Russia will halt gas supplies to Europe for three days at the end of the month via its main pipeline into the region, state energy giant Gazprom said on Friday, piling pressure on the region as it seeks to refuel ahead of winter.
The unscheduled maintenance order on the Nord Stream 1 pipeline, which runs under the Baltic Sea to Germany, deepens an energy standoff between Moscow and Brussels which has already helped send inflation surging in the region and raised the risk of rationing and recession.
Gazprom said the three-day shutdown was because the pipeline’s only remaining gas compressor requires maintenance, yet the move will bring further disruption particularly for Germany, which depends largely on deliveries from Moscow to power its industry.
Germany has already had to give Uniper, Germany’s largest importer of Russian gas and the highest-profile corporate victim of Europe’s energy crisis so far, a 15 billion euro ($15.1 billion) bailout last month after Russia drastically cut flows, forcing it to buy gas elsewhere at much higher prices.
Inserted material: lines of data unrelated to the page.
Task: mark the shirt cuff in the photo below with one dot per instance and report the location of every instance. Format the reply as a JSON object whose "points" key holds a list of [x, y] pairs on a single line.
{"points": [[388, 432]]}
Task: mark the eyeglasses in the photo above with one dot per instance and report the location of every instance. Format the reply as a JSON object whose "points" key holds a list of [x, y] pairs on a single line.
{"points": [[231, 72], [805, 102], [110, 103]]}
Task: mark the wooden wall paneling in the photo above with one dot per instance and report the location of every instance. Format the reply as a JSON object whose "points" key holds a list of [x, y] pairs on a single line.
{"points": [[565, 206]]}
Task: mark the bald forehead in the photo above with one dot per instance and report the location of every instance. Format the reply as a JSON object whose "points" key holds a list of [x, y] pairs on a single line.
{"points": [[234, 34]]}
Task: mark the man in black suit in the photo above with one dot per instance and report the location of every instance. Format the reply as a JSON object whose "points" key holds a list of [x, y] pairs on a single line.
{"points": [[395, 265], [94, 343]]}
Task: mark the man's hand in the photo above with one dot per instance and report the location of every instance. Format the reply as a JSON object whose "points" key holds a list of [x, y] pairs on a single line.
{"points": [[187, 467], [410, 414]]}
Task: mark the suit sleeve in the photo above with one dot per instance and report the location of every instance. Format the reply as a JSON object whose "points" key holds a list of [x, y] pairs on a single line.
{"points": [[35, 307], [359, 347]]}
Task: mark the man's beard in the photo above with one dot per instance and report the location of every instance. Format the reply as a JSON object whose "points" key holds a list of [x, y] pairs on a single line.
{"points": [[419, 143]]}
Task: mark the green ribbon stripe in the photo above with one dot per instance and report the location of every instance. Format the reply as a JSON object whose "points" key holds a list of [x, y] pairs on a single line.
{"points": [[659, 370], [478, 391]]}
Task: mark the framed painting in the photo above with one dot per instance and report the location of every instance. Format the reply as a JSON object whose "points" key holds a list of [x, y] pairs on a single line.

The broader Germany economic impact was highlighted in producer price data on Friday which in July saw their highest ever increases both year-on-year and month-on-month as energy costs skyrocket.
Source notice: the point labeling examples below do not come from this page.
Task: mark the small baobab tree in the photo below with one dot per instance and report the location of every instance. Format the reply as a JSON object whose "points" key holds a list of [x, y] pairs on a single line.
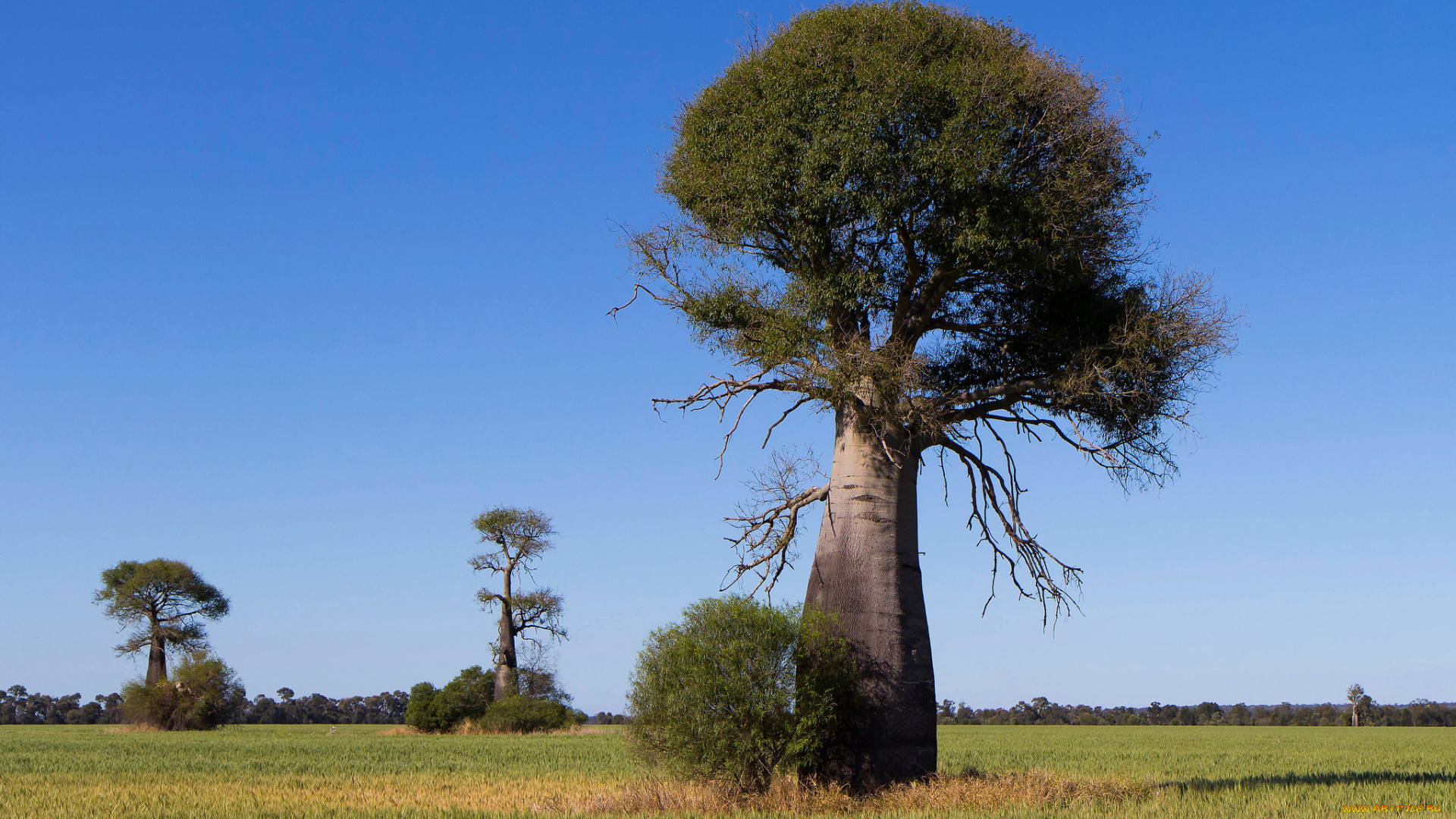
{"points": [[164, 601], [517, 538], [1357, 700]]}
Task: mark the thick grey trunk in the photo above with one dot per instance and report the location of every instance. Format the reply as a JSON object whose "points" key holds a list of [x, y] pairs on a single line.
{"points": [[506, 668], [158, 661], [867, 573]]}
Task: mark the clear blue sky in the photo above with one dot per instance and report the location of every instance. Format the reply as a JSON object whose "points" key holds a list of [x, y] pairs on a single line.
{"points": [[291, 292]]}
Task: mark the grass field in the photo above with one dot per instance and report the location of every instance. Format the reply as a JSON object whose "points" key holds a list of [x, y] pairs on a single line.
{"points": [[356, 771]]}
The Nord Stream pipeline had already been running at just a fifth of its capacity, stoking fears that Russia could halt supplies completely heading into the winter heating season and make it more difficult to fill up storage facilities.
After maintenance is complete, and “in the absence of technical malfunctions,” flows of 33 million cubic meters (mcm) a day – in line with current volumes – will resume, Gazprom said.
This would still be just 20% of Nord Stream’s full capacity of 167 mcm per day.
Gazprom said maintenance works at the remaining Trent 60 gas compressor station would be carried out together with Siemens.
Siemens Energy, which is in charge of maintaining the Nord Stream 1 turbines, declined to comment.